Abstract

Tissue engineering is defined as "an interdisciplinary field that applies the principles of engineering and life sciences toward the development of biological substitutes that restore, maintain, or improve tissue function." The biological substitutes can be developed with the help of natural or synthetic materials. Polymeric materials are primarily used, because of the high variability in mechanical, physical, and chemical properties. Biodegradable polymers are object of the majority of studies, because of the ability to be degraded by the host organism, avoiding late stent thrombosis unlike permanent grafts. Poly-l-lactide acid (PLLA) is one of the most used polymers in research. In order to improve the material's bioactivity, in this work, PLLA surface was modified by grafted arginine-glycine-glutamine (RGD), a fibronectin derived adhesion motif, and serine-isoleucine-lysine-valine-alanine-valine (SIKVAV), a laminin derived motif, and rat cardiac (H9C2) and mouse (C2C12) myoblasts proliferation and differentiation on modified PLLA were evaluated.
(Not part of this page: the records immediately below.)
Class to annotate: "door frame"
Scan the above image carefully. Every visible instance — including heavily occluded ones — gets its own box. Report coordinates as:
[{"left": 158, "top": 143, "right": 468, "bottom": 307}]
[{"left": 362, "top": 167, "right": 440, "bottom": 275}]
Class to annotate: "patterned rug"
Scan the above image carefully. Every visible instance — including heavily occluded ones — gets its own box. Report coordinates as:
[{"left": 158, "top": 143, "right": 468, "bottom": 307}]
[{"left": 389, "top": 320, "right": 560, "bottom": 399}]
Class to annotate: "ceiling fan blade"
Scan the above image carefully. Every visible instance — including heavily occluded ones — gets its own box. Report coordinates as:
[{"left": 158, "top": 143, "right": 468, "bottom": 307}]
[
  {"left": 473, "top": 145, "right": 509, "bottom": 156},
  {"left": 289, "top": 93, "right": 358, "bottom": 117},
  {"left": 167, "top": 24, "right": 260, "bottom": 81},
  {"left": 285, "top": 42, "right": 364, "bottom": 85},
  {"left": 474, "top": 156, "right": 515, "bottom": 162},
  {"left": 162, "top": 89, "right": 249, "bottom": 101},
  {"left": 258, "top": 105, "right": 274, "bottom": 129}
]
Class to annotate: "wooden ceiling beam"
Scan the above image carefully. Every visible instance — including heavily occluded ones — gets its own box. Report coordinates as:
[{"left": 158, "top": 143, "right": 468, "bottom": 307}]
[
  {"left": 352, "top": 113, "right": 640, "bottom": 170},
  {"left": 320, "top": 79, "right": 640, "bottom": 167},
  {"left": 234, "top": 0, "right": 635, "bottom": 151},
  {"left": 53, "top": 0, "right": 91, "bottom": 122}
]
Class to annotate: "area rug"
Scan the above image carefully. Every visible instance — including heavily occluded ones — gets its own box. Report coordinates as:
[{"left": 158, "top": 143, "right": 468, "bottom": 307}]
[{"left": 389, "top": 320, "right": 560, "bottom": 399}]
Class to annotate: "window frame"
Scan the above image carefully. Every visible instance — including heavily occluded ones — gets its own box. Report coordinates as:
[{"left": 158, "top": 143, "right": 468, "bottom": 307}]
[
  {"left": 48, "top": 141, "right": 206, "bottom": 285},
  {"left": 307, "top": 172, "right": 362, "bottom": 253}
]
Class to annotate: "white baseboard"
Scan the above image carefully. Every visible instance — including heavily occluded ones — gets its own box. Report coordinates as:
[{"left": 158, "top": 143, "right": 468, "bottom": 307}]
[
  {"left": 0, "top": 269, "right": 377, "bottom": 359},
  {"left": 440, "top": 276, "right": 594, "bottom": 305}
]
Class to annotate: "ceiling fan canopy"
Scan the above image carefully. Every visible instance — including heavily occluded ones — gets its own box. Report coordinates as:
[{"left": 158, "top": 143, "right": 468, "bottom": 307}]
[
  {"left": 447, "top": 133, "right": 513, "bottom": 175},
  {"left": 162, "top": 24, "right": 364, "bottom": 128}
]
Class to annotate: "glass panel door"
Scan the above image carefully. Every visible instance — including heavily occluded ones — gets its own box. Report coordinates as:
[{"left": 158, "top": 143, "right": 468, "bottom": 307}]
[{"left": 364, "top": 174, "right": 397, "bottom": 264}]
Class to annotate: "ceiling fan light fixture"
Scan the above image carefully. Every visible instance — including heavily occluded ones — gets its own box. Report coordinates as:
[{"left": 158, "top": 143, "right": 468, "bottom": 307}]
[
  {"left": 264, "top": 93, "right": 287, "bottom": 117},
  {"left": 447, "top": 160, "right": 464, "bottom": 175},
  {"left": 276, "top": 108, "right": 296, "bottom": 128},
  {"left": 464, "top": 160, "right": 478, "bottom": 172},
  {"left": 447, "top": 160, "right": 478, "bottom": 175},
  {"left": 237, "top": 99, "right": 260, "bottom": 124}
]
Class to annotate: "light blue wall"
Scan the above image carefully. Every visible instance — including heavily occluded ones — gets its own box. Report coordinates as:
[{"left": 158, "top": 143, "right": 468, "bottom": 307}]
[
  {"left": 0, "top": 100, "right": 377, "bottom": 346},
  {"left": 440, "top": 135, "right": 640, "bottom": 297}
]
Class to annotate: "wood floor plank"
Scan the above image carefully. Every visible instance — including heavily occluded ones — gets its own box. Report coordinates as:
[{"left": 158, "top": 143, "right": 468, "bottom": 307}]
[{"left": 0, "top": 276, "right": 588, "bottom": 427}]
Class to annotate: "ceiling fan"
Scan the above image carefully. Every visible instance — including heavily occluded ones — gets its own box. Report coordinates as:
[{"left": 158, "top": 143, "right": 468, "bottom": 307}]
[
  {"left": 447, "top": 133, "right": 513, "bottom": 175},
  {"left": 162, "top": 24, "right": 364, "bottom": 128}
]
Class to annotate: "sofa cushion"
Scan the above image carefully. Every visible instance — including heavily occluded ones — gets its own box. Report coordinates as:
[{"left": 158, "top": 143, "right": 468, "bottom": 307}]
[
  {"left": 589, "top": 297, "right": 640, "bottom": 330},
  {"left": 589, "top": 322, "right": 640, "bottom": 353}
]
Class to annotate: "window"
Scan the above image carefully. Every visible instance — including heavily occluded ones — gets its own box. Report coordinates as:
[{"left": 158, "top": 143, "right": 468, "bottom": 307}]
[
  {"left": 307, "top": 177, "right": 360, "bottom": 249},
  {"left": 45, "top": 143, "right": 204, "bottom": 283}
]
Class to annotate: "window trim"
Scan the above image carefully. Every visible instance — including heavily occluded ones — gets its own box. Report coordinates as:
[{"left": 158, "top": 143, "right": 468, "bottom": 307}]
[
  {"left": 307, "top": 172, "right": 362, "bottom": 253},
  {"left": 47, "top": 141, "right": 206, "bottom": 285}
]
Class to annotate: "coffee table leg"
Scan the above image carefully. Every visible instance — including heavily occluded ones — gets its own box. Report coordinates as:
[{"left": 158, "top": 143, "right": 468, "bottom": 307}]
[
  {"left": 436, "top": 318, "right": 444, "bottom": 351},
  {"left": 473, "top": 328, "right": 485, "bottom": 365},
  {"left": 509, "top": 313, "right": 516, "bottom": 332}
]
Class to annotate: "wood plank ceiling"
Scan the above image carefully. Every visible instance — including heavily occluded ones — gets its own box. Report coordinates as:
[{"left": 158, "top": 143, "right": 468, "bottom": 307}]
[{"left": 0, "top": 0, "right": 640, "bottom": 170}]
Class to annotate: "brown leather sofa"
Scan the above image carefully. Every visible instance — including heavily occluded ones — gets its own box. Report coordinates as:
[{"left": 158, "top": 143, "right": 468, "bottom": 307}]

In order to verify the surface modification, x-ray photoelectron spectroscopy analysis was performed. After seeding, cells' viability was confirmed by 3-(4,5-dimethylthiazol-2-yl)-2,5-diphenyltetrazolium bromide assay while proliferating cell nuclear antigen expression was used to investigate cell proliferation. Myf5, Myogenin and Myosin heavy chain were used to analyze cell differentiation. Moreover, RGD peptide slightly inhibited rat myoblast (H9C2) proliferation, whereas less strong effect was observed on C2C12. However, both cell lines showed to enhance the contractile phenotype in the presence of SIKVAV peptides. These results suggest that bioactive molecules grafting could be useful on polymeric scaffolds for guiding cell phenotype expression, and, to ultimately maintain adequate biological characteristics suitable for the tissue functional regeneration.